Dou início ao brevíssimo ensaio a falar de expectativas. Parece-me que o convívio, seja familiar ou social, nos leva a criar expectativas. Sim, esperamos sempre mais dos outros do que de nós mesmos. Alguma coisa próxima da esperança faz com que acreditemos ter supostos diretos; expectativa é lugar improvável onde trabalha-se com meras probabilidades. Mas enfim, e lamentavelmente, a expectação, na mor parte dos casos, deságua em decepção; sim, as expectativas são fontes de decepções. E como fugir do malogro, da desilusão? Uma resposta puramente racional aconselharia a total descrença, a não expectação, a negação de quaisquer esperanças. E, ipso facto, abandonaríamos também as características de seres humanos.
Minhas decepções foram muitas; sim, e
é bom frisar: minhas decepções. As decepções são de responsabilidade única do
expectante; decepcionar deveria ser verbo defectivo, pois conjugado apenas na
primeira pessoa. Decepcionei-me com companheiros de trabalho, vizinhos,
conhecidos, familiares, amigos (???), etc. Ao tentar resumir, posso dizer que a
totalidade das minhas relações foram as fontes de minhas decepções. Então vós,
meus prováveis leitores (mais uma expectativa) diríeis: “Tu és o elemento
complicador das relações!” Bem, réu confesso que sou, respondo-vos: mea culpa, mea maxima culpa, muito
embora certa corrente de pensamento declarar que quando há um mea culpa não há
sinceridade. Todavia, tenhamos em conta minha sinceridade: sem querer atribuir
a terceiros qualquer culpa por ter-me tornado este “elemento complicador”,
garanto-vos que sou fruto de uma sociedade que estimula expectativas. E onde
buscar alento em face das desditosas esperanças?
Então descubro-me um jardineiro. Não
um Jardineiro Fiel, pois não sou diplomata nem tive qualquer parente
assassinado; pretendo nada investigar. Um simples jardineiro! Fiel somente a
este introito botânico. Não me envolvo com paisagismo; cuido de jardins.
Percebi-me apto e hábil a manusear e conviver com vegetais. Identifico folhas
compostas; limbos divididos em folíolos. Não faço distinção entre
monocotiledôneas e peninérveas. Nas flores, observo cálices e corolas; estimulo
a visita de abelhas, borboletas, demais insetos e aves inseminadoras. Eu as águo, as limpo, proporciono-lhes
minhocas que produzem húmus; eu as adubo, folhas aparo, procedo as podas, as aparto
de ervas daninhas. Posso vos afiançar: não há expectativas, não há decepções.

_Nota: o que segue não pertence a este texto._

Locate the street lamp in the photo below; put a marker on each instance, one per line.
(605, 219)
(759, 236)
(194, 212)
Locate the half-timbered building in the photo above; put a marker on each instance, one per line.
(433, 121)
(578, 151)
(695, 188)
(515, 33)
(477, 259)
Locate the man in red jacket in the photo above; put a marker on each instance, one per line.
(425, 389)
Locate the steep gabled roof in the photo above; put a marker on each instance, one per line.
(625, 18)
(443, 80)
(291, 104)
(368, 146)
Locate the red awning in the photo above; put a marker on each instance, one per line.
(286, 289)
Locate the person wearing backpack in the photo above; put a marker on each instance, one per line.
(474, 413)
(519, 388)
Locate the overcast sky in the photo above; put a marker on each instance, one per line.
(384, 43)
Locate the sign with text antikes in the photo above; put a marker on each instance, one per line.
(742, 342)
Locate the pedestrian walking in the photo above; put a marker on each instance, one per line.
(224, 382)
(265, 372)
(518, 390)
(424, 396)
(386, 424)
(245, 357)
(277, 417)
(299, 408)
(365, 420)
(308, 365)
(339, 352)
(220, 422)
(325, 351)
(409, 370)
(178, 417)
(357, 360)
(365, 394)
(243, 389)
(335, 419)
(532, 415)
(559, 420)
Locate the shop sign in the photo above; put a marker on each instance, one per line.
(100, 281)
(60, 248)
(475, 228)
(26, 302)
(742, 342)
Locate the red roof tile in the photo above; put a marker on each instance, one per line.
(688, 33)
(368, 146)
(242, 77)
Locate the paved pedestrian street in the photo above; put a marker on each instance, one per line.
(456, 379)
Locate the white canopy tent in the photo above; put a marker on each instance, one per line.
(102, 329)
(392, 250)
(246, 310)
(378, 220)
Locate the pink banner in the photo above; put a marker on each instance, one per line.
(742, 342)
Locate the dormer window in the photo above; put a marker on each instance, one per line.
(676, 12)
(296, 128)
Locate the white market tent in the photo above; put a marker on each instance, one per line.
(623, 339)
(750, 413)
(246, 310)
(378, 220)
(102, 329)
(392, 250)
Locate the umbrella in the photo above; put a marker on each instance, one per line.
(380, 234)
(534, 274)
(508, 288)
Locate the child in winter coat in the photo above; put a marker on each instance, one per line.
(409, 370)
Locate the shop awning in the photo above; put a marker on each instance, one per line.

Os vegetais não reclamam, não me afrontam, tampouco agradecem. Nossa relação é
simples, calada, livre de recursos linguísticos e encenações. Minha realização
está em vê-los desenvolverem-se, florirem... Tenho em cada flor uma parte de
mim; em cada pequena mudinha a amizade que se me revela; em cada novo botão um
filho, se assim o quiserdes.
E a sociedade? perguntar-me-eis. Bem,
ocorre-me ser canteiro abandonado, terra maninha, ressequida, infértil; plantas
em desalinho, desfiguradas, amarelecidas; flores baldas, murchas e fenecidas.